Sometimes when a new book order comes in, I’m too excited, almost dizzy with excitement, to settle down to start anything on page one, and that’s how I feel this week, especially about Sharon Astyk’s books, Depletion and Abundance: Life on the New Home Front and A Nation of Farmers: Defeating the Food Crisis on American Soil. This woman has all the credentials. She’s a good writer with an academic background who also walks the talk. I found her online, via No Impact Man via French Road Connections, and couldn’t wait to get my hands on her books. To go along with them I also ordered The Backyard Homestead and Backyard Poultry Keeping and re-ordered The Art of Simple Food and Gene Logsdon’s All Flesh is Grass. Wendell Berry’s The Gift of Good Land came in an earlier order.
It’s just coincidence that Depletion and Abundance has bright red cherries on the cover, but I’m taking that a sign. These are books for Leelanau County. We have the land, the rain, the clean air, and all we have to do is roll up our sleeves and get to work. The sight of my garden this morning had special significance as I looked forward to reading Astyk. She’s right up my alley in another way, too. “Am I Romanticizing Poverty?” reads one section heading late in the book.

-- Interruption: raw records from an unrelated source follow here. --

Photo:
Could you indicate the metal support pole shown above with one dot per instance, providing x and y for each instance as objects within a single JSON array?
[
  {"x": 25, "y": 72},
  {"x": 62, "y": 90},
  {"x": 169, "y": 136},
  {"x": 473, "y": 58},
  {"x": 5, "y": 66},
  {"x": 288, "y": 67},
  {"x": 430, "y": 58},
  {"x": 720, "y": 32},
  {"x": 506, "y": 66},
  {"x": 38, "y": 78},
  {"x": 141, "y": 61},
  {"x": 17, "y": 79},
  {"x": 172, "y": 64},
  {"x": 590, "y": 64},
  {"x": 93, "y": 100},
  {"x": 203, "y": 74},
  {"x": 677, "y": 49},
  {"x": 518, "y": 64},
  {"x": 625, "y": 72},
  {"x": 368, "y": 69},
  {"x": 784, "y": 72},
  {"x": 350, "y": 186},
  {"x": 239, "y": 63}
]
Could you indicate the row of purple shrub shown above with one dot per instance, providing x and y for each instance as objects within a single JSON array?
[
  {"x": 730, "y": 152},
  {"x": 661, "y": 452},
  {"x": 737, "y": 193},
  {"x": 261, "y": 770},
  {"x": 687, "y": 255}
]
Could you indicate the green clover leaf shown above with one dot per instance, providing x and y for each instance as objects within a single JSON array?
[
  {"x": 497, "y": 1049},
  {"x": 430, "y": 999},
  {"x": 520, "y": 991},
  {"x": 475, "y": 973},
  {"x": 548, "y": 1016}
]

The answer is, I suspect, a little bit, in the sense that I don’t think anything is served by saying, ‘Your future and the future of your children is drudgery and misery.’ I think it is certainly possible that I elide some difficulties—or rather, that I prefer not to focus on them. Some of that is the optimist in me. And part of it is that ultimately most of the things that will necessarily get harder aren’t the things I value most. That is, I suspect our physical loads will get heavier. On the other hand, I suspect that will be good for my overall health and wellbeing, so I choose to look at it as mostly a positive.

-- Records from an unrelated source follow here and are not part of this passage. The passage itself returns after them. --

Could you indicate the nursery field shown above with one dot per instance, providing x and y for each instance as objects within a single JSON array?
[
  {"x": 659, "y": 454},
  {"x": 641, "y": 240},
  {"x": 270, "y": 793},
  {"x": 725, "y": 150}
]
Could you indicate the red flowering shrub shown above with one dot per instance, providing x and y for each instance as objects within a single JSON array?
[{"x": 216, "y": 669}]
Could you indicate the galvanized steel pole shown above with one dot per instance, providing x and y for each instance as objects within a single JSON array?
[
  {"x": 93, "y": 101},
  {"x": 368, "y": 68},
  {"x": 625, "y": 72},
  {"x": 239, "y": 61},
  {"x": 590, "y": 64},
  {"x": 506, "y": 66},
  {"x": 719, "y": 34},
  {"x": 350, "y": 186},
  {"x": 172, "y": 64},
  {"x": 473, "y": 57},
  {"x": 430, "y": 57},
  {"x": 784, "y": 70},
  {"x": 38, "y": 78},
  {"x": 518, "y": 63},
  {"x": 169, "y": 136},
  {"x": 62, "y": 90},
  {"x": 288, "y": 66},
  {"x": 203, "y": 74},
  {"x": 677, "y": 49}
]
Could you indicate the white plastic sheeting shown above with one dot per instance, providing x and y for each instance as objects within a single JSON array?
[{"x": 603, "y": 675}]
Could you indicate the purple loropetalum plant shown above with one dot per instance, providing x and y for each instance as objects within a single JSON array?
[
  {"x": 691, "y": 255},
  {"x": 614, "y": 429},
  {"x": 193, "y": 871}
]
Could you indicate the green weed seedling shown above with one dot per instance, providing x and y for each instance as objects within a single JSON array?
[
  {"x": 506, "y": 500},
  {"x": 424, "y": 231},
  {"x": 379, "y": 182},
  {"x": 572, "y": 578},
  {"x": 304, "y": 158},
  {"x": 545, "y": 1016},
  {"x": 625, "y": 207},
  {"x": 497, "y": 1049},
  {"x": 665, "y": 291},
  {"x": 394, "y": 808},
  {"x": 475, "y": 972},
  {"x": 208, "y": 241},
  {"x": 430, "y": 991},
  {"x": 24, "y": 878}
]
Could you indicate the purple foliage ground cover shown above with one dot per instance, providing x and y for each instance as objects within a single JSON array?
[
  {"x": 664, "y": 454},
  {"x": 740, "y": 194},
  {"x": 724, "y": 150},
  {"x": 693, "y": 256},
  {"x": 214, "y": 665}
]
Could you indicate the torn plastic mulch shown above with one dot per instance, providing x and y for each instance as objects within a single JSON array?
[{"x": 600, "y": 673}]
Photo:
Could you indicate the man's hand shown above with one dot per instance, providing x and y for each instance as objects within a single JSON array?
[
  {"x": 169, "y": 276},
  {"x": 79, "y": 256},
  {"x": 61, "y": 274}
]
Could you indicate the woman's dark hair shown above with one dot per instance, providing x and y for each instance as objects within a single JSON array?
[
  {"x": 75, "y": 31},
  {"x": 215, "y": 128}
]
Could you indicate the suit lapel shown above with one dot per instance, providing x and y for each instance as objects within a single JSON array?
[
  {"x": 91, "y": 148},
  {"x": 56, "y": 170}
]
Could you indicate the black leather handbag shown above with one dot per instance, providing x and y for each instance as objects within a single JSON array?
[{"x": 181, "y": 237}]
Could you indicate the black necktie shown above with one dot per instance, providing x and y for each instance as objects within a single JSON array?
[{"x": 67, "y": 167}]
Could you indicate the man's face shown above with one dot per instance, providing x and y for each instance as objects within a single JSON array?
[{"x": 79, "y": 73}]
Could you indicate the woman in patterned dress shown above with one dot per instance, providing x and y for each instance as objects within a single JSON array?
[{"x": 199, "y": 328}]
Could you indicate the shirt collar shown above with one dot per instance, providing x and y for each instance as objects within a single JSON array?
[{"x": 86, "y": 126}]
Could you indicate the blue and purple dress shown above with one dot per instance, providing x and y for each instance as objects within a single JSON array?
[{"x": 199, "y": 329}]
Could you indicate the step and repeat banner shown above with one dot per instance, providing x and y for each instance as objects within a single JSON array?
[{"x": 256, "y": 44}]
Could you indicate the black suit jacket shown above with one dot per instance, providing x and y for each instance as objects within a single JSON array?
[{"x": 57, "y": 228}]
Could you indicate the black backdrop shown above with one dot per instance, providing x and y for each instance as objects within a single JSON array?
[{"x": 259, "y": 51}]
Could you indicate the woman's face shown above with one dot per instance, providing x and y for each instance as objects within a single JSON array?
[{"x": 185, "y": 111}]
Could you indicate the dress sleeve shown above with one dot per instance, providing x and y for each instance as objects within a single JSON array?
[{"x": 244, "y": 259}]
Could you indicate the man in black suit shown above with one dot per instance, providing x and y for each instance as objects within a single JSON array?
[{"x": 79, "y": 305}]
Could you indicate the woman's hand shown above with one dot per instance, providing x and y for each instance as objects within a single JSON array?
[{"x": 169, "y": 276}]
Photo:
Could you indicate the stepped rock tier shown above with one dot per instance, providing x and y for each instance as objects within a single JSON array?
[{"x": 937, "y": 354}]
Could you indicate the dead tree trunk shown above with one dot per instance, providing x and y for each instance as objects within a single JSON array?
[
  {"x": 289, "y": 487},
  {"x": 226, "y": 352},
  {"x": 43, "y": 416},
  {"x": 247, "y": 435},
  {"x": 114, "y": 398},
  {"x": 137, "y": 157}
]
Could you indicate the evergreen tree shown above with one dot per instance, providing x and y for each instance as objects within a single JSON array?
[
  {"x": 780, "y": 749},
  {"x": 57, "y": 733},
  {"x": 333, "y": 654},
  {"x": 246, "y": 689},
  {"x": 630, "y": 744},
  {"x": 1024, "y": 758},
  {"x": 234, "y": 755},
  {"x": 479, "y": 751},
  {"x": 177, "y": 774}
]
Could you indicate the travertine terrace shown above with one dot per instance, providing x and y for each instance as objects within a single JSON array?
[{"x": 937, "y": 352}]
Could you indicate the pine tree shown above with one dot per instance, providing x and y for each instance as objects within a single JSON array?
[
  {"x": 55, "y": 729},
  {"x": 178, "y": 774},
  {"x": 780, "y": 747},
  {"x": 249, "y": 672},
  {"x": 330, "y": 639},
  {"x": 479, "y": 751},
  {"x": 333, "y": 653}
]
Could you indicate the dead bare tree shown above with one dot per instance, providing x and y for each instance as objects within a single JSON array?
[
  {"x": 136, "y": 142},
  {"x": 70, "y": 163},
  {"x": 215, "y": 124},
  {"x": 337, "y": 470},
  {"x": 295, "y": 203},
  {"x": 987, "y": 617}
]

A couple pages later is this—
Do I romanticize subsistence agriculture? Maybe a little. I like farming, and someone who doesn’t might not agree with me. And I tend to think that if we’re going to have to do something (and I have little doubt that we will have to), we might as well go into it excited, treating it as an opportunity to optimize and improve our lives, rather than as a tragedy to be endured.

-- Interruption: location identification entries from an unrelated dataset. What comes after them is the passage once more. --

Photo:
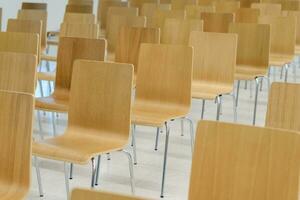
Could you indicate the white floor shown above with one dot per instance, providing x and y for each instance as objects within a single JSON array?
[{"x": 115, "y": 174}]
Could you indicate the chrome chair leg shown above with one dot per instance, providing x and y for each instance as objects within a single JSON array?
[
  {"x": 156, "y": 139},
  {"x": 165, "y": 160},
  {"x": 66, "y": 170},
  {"x": 98, "y": 170},
  {"x": 38, "y": 174},
  {"x": 130, "y": 171}
]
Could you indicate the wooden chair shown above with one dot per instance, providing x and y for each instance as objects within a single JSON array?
[
  {"x": 272, "y": 9},
  {"x": 99, "y": 117},
  {"x": 213, "y": 78},
  {"x": 283, "y": 104},
  {"x": 80, "y": 18},
  {"x": 15, "y": 148},
  {"x": 103, "y": 7},
  {"x": 69, "y": 50},
  {"x": 82, "y": 194},
  {"x": 246, "y": 162},
  {"x": 217, "y": 22},
  {"x": 252, "y": 55},
  {"x": 116, "y": 22},
  {"x": 247, "y": 15},
  {"x": 129, "y": 42},
  {"x": 169, "y": 96},
  {"x": 227, "y": 6},
  {"x": 34, "y": 6},
  {"x": 18, "y": 72},
  {"x": 194, "y": 11},
  {"x": 283, "y": 40},
  {"x": 75, "y": 8},
  {"x": 177, "y": 31}
]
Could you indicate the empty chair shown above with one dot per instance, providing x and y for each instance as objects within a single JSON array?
[
  {"x": 272, "y": 9},
  {"x": 213, "y": 77},
  {"x": 283, "y": 40},
  {"x": 129, "y": 42},
  {"x": 177, "y": 31},
  {"x": 246, "y": 162},
  {"x": 283, "y": 106},
  {"x": 82, "y": 194},
  {"x": 99, "y": 117},
  {"x": 247, "y": 15},
  {"x": 169, "y": 96},
  {"x": 217, "y": 22},
  {"x": 15, "y": 148},
  {"x": 252, "y": 55}
]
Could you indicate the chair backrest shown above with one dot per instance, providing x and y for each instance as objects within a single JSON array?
[
  {"x": 171, "y": 68},
  {"x": 237, "y": 162},
  {"x": 253, "y": 44},
  {"x": 283, "y": 33},
  {"x": 206, "y": 68},
  {"x": 103, "y": 7},
  {"x": 81, "y": 194},
  {"x": 194, "y": 11},
  {"x": 18, "y": 72},
  {"x": 16, "y": 138},
  {"x": 79, "y": 30},
  {"x": 217, "y": 22},
  {"x": 247, "y": 15},
  {"x": 19, "y": 42},
  {"x": 79, "y": 8},
  {"x": 180, "y": 4},
  {"x": 69, "y": 50},
  {"x": 100, "y": 97},
  {"x": 177, "y": 31},
  {"x": 80, "y": 18},
  {"x": 116, "y": 22},
  {"x": 227, "y": 6},
  {"x": 130, "y": 39},
  {"x": 283, "y": 106},
  {"x": 34, "y": 6},
  {"x": 272, "y": 9},
  {"x": 42, "y": 15},
  {"x": 26, "y": 26}
]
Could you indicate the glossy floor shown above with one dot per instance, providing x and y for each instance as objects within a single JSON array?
[{"x": 115, "y": 174}]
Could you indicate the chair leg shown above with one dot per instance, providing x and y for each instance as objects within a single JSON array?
[
  {"x": 98, "y": 170},
  {"x": 203, "y": 109},
  {"x": 38, "y": 174},
  {"x": 66, "y": 170},
  {"x": 257, "y": 81},
  {"x": 156, "y": 139},
  {"x": 165, "y": 160},
  {"x": 132, "y": 182}
]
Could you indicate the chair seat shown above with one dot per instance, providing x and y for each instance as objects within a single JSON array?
[
  {"x": 277, "y": 60},
  {"x": 52, "y": 103},
  {"x": 156, "y": 114},
  {"x": 46, "y": 76},
  {"x": 209, "y": 91},
  {"x": 12, "y": 192},
  {"x": 79, "y": 145},
  {"x": 248, "y": 72}
]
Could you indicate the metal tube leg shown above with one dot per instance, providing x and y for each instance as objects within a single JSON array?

There, you see? She is another romantic pragmatist!
Hanging my laundry on a clothesline to dry in the sun and breeze is a luxury, not a hardship. Having a neighbor cut our meadow to feed fresh greens to his cattle makes me feel like a contributor to their welfare. I can get cranky about people who live in the country and let autumn olive take over their unused fields, but focusing on that negative won’t change their minds or practices. “Brighten the corner where you are” went the old Sunday school song we learned as children. Corny? Yes, but good advice, nonetheless, and I’m starting in my backyard and in my bookstore. Beautiful Leelanau! It can only be more beautiful as more fields go back into production as pasture, orchard or cropland.